The next moment the riddle was solved.

"Why, of course you know Clip," she said. "She goes to your college."

"Yes," and he ran his white fingers through his "fractious" hair. "The fact is, Cora, I am quite as anxious to see Clip as to go in on the case. Haven't seen her since school closed."

"I'll likely have some trouble in finding her," he added presently.

"Never can find her when I particularly want to, but if she is in Chelton I'm going to hunt her up."

"Won't she be at the sanitarium?" asked Cora, and she wondered why her own voice sounded so strained.

"I think not," he replied. "Clip is a poster-girl, in our parlance, and we don't let them in on real cases."

"Poster?" asked Cora.

"Yes; it means she has had her picture in the college paper, with 'Next' under it. I don't mind saying that I cut out that particular picture."

"It must be lots of fun to be in such affairs," said Cora. "I have often thought that the simple life of society is a mere bubble compared to what goes on where girls think."

"Well, I am going early," he said pleasantly. "I suppose you don't mind running away before breakfast."

"No, indeed," she answered. "I rather fancy the idea. If I ever trusted myself to meet the girls I would surely 'default.'"

"All right. My man is always on time. Mother will see that we are not hungry--I've got the greatest mother in the world for looking after meals."

Cora laughed, and arose to go.

"I've told you a lot," he said rather awkwardly, "but somehow I felt like telling you."

"You may trust me," replied Cora lightly. "I have such a lot of secrets, that I just know how to manage them--they are filed away, you know, each in its place."

"Thanks," he said. "You know, we don't, as a rule, speak about our professional friends. Don't say anything to Daisy about Clip. I think she would die if she knew I fancied her."

He said this just like a girl, imitating Daisy.

"Why, she likes Clip," declared Cora. "We all do."

"Wait," he said, and he raised a prophetic finger, "wait until Clip sails under her own colors.

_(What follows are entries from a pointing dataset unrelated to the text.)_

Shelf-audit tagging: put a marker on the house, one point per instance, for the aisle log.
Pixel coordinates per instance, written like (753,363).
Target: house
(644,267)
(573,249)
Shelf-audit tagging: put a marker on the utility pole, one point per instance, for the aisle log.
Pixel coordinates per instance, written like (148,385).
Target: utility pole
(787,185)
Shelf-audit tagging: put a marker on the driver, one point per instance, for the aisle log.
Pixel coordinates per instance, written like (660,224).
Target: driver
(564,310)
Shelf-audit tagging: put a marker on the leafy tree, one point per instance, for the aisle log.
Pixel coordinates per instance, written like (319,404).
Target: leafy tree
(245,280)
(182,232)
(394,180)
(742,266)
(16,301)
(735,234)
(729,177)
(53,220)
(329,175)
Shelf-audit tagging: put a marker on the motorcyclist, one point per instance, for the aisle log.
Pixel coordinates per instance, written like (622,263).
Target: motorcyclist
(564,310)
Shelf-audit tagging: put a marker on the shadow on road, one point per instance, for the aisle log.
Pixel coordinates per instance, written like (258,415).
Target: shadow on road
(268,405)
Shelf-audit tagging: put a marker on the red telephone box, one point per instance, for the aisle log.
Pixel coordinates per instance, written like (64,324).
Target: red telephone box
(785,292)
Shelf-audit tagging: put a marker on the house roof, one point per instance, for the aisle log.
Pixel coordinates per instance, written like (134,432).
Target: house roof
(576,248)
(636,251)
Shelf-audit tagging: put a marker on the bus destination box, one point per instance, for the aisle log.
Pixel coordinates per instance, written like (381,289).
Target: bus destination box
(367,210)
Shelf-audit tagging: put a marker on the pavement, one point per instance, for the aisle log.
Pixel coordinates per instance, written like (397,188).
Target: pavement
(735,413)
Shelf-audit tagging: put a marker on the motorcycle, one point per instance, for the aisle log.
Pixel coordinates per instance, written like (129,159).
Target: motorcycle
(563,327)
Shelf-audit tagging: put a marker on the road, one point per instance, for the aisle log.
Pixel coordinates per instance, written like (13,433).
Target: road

Then take note of her friends. This is the thorn in her side, as it were. She speaks of it often."

How Cora's head throbbed! Perhaps, as Duncan had said, she was over excited. But just now there seemed so many things to think about.

If she went to Chelton she might hear something that would give her a clue to Wren's book. Jack insinuated that he had a clue when he spoke to her over the 'phone. What if she should be able to trace both the book and the table! And bring Wren into her own!

As if divining a change in the girl's mind, Duncan Bennet said:

"Now, you won't disappoint me? I am counting on your company."

"Well, I shall have to dream over it," replied Cora. "Mother says it is always safest to let our ambitions cool overnight."

"'Think not ambition wise, because 'tis brave?'" he quoted. But he did not guess how well that quotation fitted Cora's case.

It seemed scarcely any time before the girls were back from the park, just bubbling over in girlish enthusiasm about the wonderful woodland performance. And that Cora should have missed it! Even Gertrude, the staid and steady, could not understand it.

The Bennets' home was a very large country house, but with all the motor girls scattered over it the house seemed comparatively small.

Chocolate and knickknacks were always served before bedtime, and Daisy had reason to be proud of her part in the entertainment of the girls.